David L. Shafer, a managing director of Ernst & Young’s national cash management practice, said that the revenue decline could get worse this year, in large part because of the surging popularity of accounts receivable conversion, the process of turning paper checks into automated clearing house payments at a corporate lockbox. Banks typically earn a nickel per item for processing checks, while an ACH transaction may pay only a penny, he said.

The shift toward electronic payments began to hammer cash management revenue well before ARC become the payments industry’s growth leader this year, Mr. Shafer said.

Second-quarter ARC transaction volume jumped 791% from a year earlier, and third-quarter volume jumped 509%. Nacha, the electronic payments association, has predicted that there will be more than a billion ARC payments this year. And while sweep account revenue might rebound this year as interest rates rise, the shift away from paper check processing will probably accelerate as ARC volumes continue to grow and as banks begin to process more checks as digital images, Mr. Shafer said.

However, his prediction contradicts the results of his own study, which estimated that industrywide cash management revenue would increase by 3% this year. The survey depended on bank-reported data, which he said may have been overly optimistic; the report cited “implausibly strong” revenue forecasts for this year.

Still, Mr.

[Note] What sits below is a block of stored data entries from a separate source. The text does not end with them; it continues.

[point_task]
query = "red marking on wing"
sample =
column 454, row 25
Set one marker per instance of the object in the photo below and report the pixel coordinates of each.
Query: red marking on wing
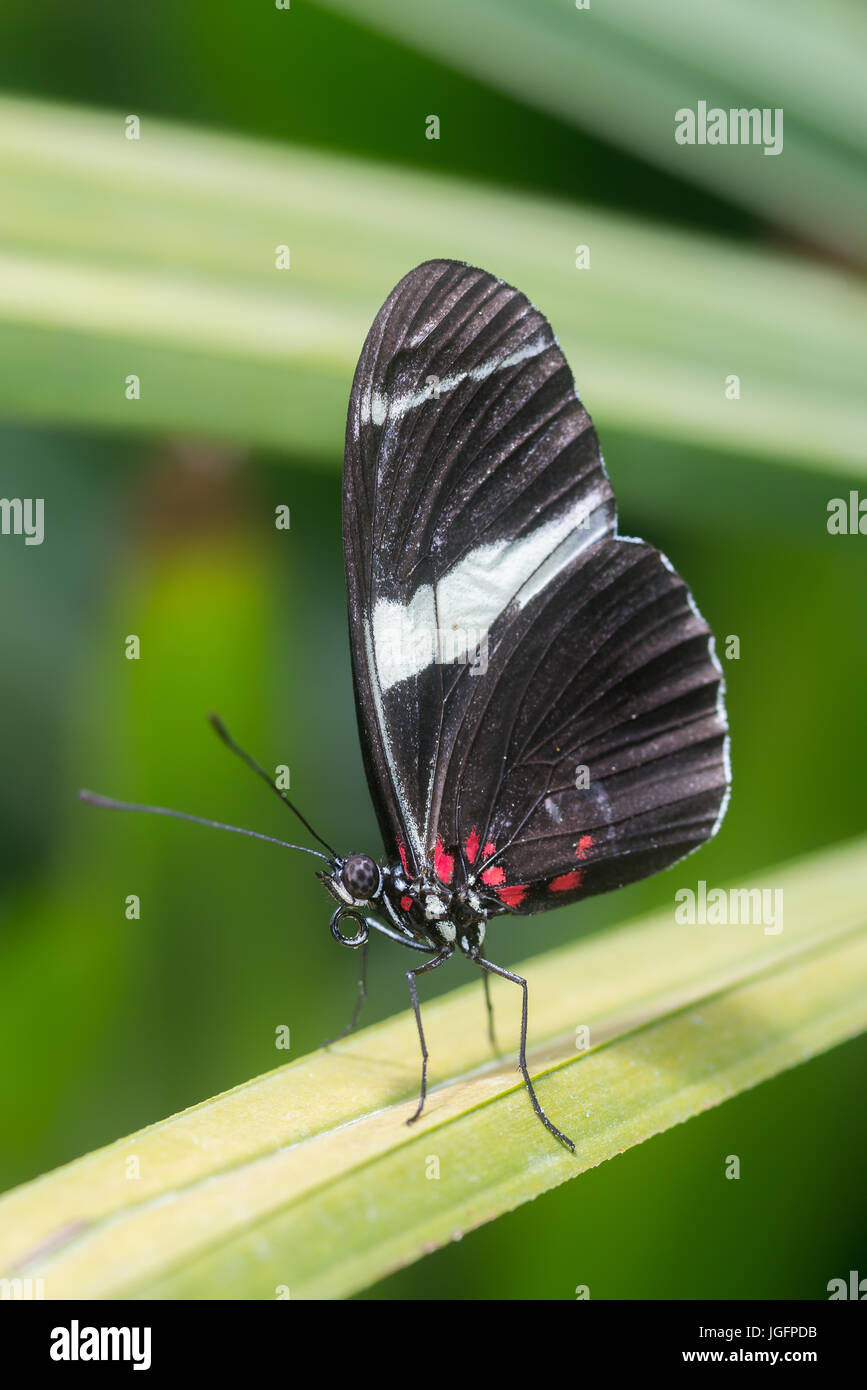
column 443, row 863
column 513, row 893
column 495, row 875
column 567, row 880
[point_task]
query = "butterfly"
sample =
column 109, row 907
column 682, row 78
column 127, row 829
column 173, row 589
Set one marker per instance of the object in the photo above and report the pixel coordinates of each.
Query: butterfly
column 539, row 702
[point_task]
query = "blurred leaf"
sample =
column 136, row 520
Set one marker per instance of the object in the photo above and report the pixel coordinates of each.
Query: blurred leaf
column 623, row 70
column 307, row 1178
column 156, row 257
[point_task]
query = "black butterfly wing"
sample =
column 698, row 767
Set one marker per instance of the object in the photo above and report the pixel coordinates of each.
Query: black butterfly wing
column 480, row 523
column 595, row 751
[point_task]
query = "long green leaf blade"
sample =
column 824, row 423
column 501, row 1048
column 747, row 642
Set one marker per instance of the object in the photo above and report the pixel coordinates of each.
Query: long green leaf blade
column 157, row 259
column 306, row 1179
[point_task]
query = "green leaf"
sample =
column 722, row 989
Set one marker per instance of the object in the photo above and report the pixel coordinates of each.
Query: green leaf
column 623, row 71
column 309, row 1179
column 156, row 257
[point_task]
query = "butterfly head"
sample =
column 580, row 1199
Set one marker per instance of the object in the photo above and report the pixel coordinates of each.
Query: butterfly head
column 356, row 880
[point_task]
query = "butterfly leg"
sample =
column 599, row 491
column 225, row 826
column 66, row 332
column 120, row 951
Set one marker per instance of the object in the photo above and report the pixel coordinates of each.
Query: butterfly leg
column 423, row 969
column 491, row 1033
column 359, row 1001
column 517, row 979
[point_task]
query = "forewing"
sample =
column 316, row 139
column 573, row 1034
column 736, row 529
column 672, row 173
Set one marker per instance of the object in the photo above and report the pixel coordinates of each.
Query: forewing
column 473, row 478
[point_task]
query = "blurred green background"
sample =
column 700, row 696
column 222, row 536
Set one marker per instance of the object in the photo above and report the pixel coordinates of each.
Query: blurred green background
column 160, row 521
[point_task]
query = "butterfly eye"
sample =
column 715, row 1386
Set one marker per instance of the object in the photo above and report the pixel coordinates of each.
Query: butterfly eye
column 360, row 876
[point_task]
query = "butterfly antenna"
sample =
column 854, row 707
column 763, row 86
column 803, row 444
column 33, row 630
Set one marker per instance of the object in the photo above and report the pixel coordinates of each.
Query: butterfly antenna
column 109, row 804
column 220, row 727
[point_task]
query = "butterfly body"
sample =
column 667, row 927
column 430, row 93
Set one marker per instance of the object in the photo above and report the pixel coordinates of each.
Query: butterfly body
column 539, row 704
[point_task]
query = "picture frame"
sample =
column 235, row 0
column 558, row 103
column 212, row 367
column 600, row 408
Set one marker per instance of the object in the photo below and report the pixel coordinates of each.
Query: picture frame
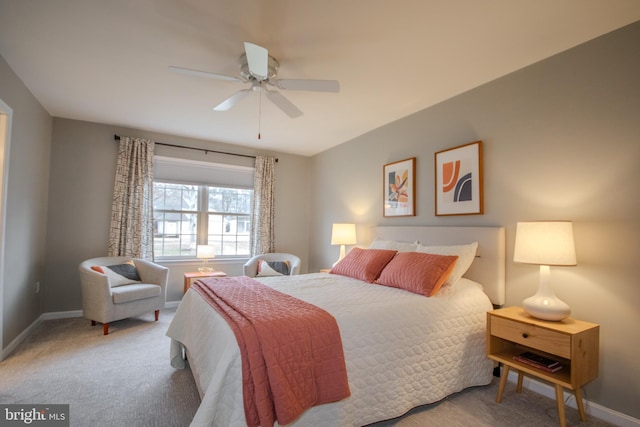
column 459, row 181
column 399, row 188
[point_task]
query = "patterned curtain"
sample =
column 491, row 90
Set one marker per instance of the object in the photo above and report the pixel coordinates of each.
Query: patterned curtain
column 262, row 215
column 131, row 231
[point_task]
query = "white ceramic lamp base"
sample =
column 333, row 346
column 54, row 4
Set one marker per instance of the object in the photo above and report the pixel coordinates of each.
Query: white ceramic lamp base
column 545, row 304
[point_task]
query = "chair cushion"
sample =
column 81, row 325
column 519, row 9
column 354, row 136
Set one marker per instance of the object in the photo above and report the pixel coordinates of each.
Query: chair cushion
column 126, row 293
column 119, row 274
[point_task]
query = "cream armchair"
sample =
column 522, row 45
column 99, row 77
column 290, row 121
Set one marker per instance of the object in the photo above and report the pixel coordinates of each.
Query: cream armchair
column 105, row 301
column 251, row 266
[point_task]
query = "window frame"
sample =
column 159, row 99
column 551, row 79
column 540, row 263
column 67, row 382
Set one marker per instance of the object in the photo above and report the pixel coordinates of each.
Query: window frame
column 202, row 219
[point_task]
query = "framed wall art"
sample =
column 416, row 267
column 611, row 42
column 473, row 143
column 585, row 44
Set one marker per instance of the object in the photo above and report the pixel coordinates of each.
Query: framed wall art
column 458, row 180
column 399, row 188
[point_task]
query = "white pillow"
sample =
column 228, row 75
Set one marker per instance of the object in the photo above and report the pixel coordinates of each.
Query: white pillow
column 466, row 255
column 264, row 269
column 394, row 245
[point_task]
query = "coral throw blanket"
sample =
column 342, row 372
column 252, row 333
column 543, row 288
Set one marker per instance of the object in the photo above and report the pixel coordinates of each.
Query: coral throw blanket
column 291, row 350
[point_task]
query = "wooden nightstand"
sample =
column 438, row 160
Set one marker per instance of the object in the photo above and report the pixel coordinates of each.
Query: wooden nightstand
column 190, row 277
column 573, row 343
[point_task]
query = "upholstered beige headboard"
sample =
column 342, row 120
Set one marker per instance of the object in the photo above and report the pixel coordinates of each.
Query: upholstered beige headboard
column 488, row 268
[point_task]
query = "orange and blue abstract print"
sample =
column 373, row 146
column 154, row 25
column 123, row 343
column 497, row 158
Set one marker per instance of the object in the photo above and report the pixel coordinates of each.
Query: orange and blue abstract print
column 458, row 188
column 459, row 180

Shafer said banks’ profits could increase, despite falling revenue, if they take advantage of the improved efficiencies of processing payments electronically. This transition is “an opportunity for the banks to take out some costs” from the system.

Mr. Becquer said that Wells’ revenue has grown so far this year, and that the company now is “a little less negative and a little more bullish.”

However, it is clear that the treasury management field is undergoing a significant transition. Revenue from check-related products slumped last year, as corporate pre-encoded cash letter volume fell 14%, and check clearing revenue dropped 9%. On the other hand, ACH debits grew 23%; check conversion and online payments fueled the growth. Those patterns have become only more exaggerated this year as check volume has continued to drop.

Banks also lost 19% of their sweep-account customers last year, following an unprecedented 26% decline in 2002, Mr. Shafer said. Corporate customers use these interest-earning accounts for short-term cash holdings, but low rates have hindered this strategy.

These patterns made Mr. Shafer and the survey’s director, Lawrence Forman, the associate director of Ernst & Young’s national cash management practice, skeptical about banks’ confidence in a rebound in cash management revenue anytime soon.

The survey did not identify any banks by name but divided the 63 respondents down into groups by their assets. The banks ranked six through 20 by asset size projected 9% revenue growth for this year, but the researchers noted that the banks that had made up the same group in the previous report had projected a 7% gain for 2003 but delivered growth of only 2%.

“There’s just no way we see that they’re going to get anything like” the numbers they are forecasting, Mr. Forman said.

Even so, the researchers said, the shift toward electronics presents new opportunities for nimble companies. Mr. Shafer cited Commerce Bancorp Inc. of Cherry Hill, N.J., which has developed a remote capture imaging system that corporate treasurers could use to make deposits by sending the bank check images instead of the original checks.

“It seems some of the smaller banks are in the forefront of rolling this out,” Mr. Shafer said.

Other technology shifts might also boost bank bottom lines, even if they do not involve what are considered traditional cash management applications.

For example, Mr. Forman pointed to a November survey by Visa U.S.A. that found 51% of corporate finance executives plan to reduce the use of checks and 40% plan to increase their use of purchasing cards.

And though Mr. Forman said such products are “not in our traditional pie chart of cash management revenue,” the net result could be to stem banks’ actual loss of revenue. “It might be a little bit milder than we’re indicating.”